2020
He’d contracted with FEMA to service millions of potential fatalities, but he’d so far underbid the competition that our losses would be greater than our net worth if we had to deliver from even a glancing blow of the comet. Meanwhile the virtual studios were holotaping IMMORTALITY NOW! segments on double shifts throughout the country.
    The actual work continued to stall. The dead continued to go unburied in coolers. The great room, the walks with my students, the lectures on setting features, the insertions of the Mona Lisa® smiles, these were out of my life now. Some heroic funerals were being conducted: we did our part, sending our maglev Fleetwoods out undermanned, deploying mobile embalming centers, express shipping corpses around the country on chartered flights if it was too difficult for surviving family to travel.
    You don’t need me to tell you that the story of those times was an epic adventure which all of us helped write. I’ll confine myself to finishing the inside story of the comet, since that was what changed your life too.
    As you’ve probably surmised, Lance was counting on a fix of the comet’s path but not getting results. And, as you remember from that week, on the morning of the great launch, the unmanned shuttle carrying the Ukrainian warheads to the “factory in space” blew up all but a dozen of the backup nukes on the pad. Then there was the problem with the guidance system on the back-up shuttle, which knocked the “factory-in-space” out of orbit and eventually back down to earth. Thankfully no one was hurt. The Chinese still say that problem with the guidance system was caused by broad band radio noise pulsing somewhere out of the Caribbean. Lance denies it.
    I remember hearing about the collision between the backup shuttle and the Chinese “factory-in-space” at Espagio’s—one of the few restaurants left open—where I’d gone for lunch with Unix. I took a call from Max immediately afterwards.
    Max said, “Do you want the good news or bad news first?”
    “The bad news I just heard for myself. According to NASA we’ve got just one more chance, with just one more nuke and that old launch vehicle from Vandenberg. They’re cutting it close—going straight for the comet. I’m worried.”

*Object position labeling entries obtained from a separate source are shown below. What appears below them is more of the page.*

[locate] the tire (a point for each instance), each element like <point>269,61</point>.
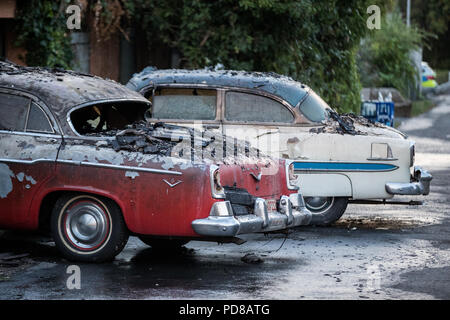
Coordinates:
<point>88,228</point>
<point>163,244</point>
<point>326,210</point>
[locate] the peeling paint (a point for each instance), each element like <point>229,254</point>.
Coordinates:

    “Then let me cheer you up. Inferno sales are through the roof. We’ve got clients wallowing around in frozen garbage in the circle of the gluttons, women biting one another, employees getting their bosses sunk in shit. What a good idea.”
    I’d seen for myself, watched a famous criminal, the Organ Bandit, writhing happily in flames in the Circle of Thieves. The punishment was only staged, but his eternal celebrity promised to be real.

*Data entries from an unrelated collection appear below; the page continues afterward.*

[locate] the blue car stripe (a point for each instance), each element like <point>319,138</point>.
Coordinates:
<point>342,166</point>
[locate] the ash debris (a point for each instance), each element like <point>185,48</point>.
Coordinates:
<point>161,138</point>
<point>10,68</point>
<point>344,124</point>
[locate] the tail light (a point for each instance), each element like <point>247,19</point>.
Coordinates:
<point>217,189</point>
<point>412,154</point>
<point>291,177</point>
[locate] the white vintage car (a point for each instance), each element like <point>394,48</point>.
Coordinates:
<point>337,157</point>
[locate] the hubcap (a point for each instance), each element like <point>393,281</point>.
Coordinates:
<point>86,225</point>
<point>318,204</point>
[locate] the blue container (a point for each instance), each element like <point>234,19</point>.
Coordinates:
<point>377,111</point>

    “One more thing,” Max said. “We’ve made our greatest placement ever. Lance found out they had room for half a kilo more payload on that last emergency attempt to blow the comet off course. So we bought the spot in the nose cone.”

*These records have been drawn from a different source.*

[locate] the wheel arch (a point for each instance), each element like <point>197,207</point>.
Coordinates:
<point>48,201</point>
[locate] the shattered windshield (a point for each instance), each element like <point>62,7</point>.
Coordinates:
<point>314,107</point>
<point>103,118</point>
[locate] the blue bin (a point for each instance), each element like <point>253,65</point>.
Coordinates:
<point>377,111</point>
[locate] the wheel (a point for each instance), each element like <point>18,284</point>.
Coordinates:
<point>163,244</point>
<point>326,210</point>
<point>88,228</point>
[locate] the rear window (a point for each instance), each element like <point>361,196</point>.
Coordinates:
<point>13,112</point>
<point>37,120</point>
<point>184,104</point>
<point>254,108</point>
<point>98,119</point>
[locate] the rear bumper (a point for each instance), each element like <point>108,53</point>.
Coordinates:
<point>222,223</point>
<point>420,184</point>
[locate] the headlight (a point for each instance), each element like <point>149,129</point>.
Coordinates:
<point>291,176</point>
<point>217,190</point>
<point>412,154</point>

    “And what in the name of God are we going to do with that?”
    “We’ll be sending up a cremate. It’s like burial at sea, but much grander.”
    “Who could have the vanity . . . ?”
    “That judge,” Max told me, “what’s his name? MacPhee.”
    * * *
    I recall it was Thursday night of that week when society started becoming really unglued—lawlessness swept the beaches, looting raged on Rodeo Drive, anarchy on the freeways. Public safety followed public transport into frightened hibernation. But the weather turned gorgeous—the air crystal clear and the stars shining brightly that night when the whole power grid went down, the stars of the Milky Way lighting the bowl of the sky with celestial jewelry.
    I braved the streets to Westwood on Friday.
    Keiko was fortified at the mansion, spending her last days with the judge. Max had arranged for a cortege of armored hearses to transport the judge up the coast to Vandenberg Air Force Base for the launch when the time came.